A surgeon named Michael Foster, played by Peter Gallagher, has his world turned upside down when his wife disappears one morning without a trace. Initially he suspected she was having an affair and ran away with another man, but as strange evidence gathers he soon realizes that she has been a part of a strange coven of witches and her disappearance might not have been her choice.
Originally airing on the Lifetime network, this film retains being separated into two parts on this DVD. Each part clocking in around the 90-minute mark, the first part can be a touch tedious as so little time was spent establishing the relationship between Foster and his missing wife that we have no reason to emotionally connect with the situation, aside from our hero’s despair as he searches. As all the supporting characters, along with our desperate protagonist, come to accept the supernatural truth driving the plot, by the second part, the story finds a better pace and can hold your attention with more action and moments of tension.
Gallagher does a good job as a man facing things that completely contradict his beliefs, especially since he would have spent so many years training in the medicals arts and sciences, believing only what he could physically touch and alter. Foster’s daughter is also discovering her own supernatural powers, having inherited them from her witch mother, and she eventually plays a key role in the climax. Peter Fonda positively sleepwalks his way through his role as the coven leader (or one of the leaders…or something), as well as through a next-to useless side-plot about a mayoral election. All in all, the entire cast does a decent playing their roles with conviction, despite the odd bout with hammy dialogue.
I wish that the director did more to convey the presence of supernatural powers aside fro flickering lights, reaction shots played in fast-forward and bad, canned sound effects. Without something more to stimulate our senses, it becomes more of a challenge for the actors to convince us that what they are encountering is truly uncanny.
Widescreen 1.78:1. The picture goes to a strange, washed out haze for flashbacks and moments featuring magic powers so often that it can be hard to judge whether the picture is good or not. Thankfully it is counter-balanced by a ton of night time shots that establish a cleaner view, with sharper black tones and unbleached colours.

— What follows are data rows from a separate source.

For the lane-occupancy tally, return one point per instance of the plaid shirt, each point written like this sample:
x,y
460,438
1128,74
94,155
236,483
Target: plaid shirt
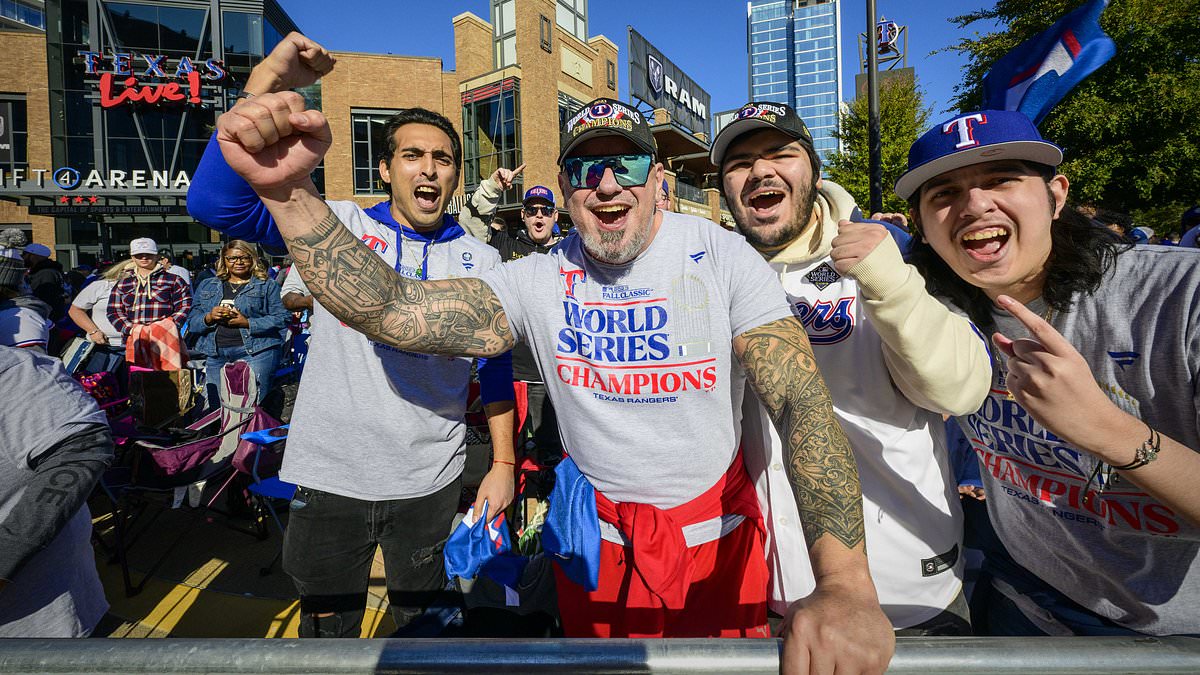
x,y
166,296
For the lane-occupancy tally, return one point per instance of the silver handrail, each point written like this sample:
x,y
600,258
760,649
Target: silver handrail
x,y
977,656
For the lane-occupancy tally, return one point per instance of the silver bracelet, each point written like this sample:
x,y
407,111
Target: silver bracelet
x,y
1145,453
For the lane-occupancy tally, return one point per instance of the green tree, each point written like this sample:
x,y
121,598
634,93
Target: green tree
x,y
1132,130
903,117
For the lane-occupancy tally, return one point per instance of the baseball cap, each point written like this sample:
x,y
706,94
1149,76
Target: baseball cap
x,y
539,192
760,114
12,268
143,245
973,138
39,250
606,117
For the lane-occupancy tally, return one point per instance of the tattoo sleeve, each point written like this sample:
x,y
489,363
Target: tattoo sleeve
x,y
451,317
779,362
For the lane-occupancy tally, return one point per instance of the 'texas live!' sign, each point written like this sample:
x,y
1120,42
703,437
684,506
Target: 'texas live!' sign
x,y
120,71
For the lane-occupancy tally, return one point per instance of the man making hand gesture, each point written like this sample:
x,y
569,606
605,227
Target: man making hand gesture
x,y
1089,438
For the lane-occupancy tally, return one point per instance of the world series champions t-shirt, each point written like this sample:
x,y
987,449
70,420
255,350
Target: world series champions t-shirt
x,y
637,358
1120,553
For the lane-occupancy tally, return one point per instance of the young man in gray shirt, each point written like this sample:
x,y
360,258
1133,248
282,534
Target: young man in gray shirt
x,y
1089,440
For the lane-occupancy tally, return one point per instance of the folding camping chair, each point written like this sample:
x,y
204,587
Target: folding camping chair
x,y
263,469
177,472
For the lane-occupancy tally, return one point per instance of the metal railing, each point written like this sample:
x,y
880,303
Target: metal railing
x,y
977,656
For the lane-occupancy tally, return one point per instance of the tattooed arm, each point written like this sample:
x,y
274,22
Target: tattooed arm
x,y
274,143
840,625
453,316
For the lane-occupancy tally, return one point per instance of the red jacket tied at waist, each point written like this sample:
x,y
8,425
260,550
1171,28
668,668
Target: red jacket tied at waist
x,y
657,535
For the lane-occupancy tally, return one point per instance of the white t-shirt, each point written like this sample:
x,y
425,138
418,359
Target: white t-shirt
x,y
913,523
23,327
637,358
94,298
373,422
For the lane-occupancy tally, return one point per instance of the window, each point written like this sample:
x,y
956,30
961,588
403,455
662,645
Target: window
x,y
573,17
491,133
23,13
504,33
243,34
544,33
13,135
567,105
370,144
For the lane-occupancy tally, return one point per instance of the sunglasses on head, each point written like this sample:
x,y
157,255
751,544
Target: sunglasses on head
x,y
630,171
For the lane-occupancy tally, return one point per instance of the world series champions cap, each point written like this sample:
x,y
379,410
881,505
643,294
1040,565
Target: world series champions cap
x,y
760,114
605,117
539,192
973,138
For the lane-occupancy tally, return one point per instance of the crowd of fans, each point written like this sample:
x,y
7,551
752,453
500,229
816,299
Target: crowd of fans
x,y
995,352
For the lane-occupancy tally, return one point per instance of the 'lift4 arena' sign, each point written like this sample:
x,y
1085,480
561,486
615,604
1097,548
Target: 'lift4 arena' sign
x,y
172,82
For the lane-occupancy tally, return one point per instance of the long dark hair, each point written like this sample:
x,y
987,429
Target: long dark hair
x,y
1081,252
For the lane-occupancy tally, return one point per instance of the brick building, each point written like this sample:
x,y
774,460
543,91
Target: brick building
x,y
517,76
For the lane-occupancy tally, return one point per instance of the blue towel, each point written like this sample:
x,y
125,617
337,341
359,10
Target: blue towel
x,y
571,532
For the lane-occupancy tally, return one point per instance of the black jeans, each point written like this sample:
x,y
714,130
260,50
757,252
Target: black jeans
x,y
330,543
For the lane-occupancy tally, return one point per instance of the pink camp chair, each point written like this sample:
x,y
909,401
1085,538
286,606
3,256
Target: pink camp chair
x,y
149,473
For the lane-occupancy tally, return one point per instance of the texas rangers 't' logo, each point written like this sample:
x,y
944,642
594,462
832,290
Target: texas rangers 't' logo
x,y
376,244
570,278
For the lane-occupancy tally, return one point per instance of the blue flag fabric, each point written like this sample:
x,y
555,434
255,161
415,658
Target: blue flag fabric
x,y
571,533
1033,77
475,543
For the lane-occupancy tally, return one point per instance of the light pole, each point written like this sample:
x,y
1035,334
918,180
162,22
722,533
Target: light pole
x,y
873,112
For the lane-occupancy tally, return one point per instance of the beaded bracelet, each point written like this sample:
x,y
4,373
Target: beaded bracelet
x,y
1144,454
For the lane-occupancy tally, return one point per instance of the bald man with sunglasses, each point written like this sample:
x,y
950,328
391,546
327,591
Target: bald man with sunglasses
x,y
641,322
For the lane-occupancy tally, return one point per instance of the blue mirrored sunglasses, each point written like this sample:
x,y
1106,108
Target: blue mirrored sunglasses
x,y
630,171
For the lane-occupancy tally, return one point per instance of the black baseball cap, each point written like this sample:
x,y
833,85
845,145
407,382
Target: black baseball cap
x,y
606,117
760,114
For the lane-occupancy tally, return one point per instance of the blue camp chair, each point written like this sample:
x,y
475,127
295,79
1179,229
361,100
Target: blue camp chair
x,y
268,489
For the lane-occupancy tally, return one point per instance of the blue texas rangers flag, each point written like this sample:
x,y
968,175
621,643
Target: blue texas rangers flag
x,y
1033,77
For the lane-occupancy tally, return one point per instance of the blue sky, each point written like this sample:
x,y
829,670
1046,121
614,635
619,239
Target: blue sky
x,y
705,37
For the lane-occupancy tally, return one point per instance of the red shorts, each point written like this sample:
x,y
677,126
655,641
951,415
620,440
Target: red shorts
x,y
726,598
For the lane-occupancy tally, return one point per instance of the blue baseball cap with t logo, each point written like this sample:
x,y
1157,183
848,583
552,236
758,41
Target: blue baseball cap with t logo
x,y
973,138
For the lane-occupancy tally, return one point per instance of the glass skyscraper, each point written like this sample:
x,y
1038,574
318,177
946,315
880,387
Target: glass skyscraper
x,y
796,59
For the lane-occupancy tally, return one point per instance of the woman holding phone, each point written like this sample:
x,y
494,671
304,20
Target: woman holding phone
x,y
238,315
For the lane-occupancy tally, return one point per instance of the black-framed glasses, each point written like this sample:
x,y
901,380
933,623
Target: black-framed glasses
x,y
630,171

Dolby Digital Stereo. Once I was again to turn my brain off from the lame, over-used canned sound effects, then I could hear that the sound was not too shabby. Had they used 5.1 I could have appreciated the deadly moments of high tension better, but never got that opportunity for immersion. It seems that whenever this film lacks in one spot (be it sound quality, tone of action, dialogue) it places the burden onto something else. That’s how I feel about the sound, it is lacking in any flare and so the visuals must do all the work to bring me in.
This film (or mini-series) plays out like a conspiracy thriller with a supernatural device. It was tough to get into the action at first but eventually things get rolling when all parties are in on the secrets. It has its pluses and its minuses, ranging as far as its overused titles to a real question mark of an ending. Worthwhile for fans of Thrillers I suppose.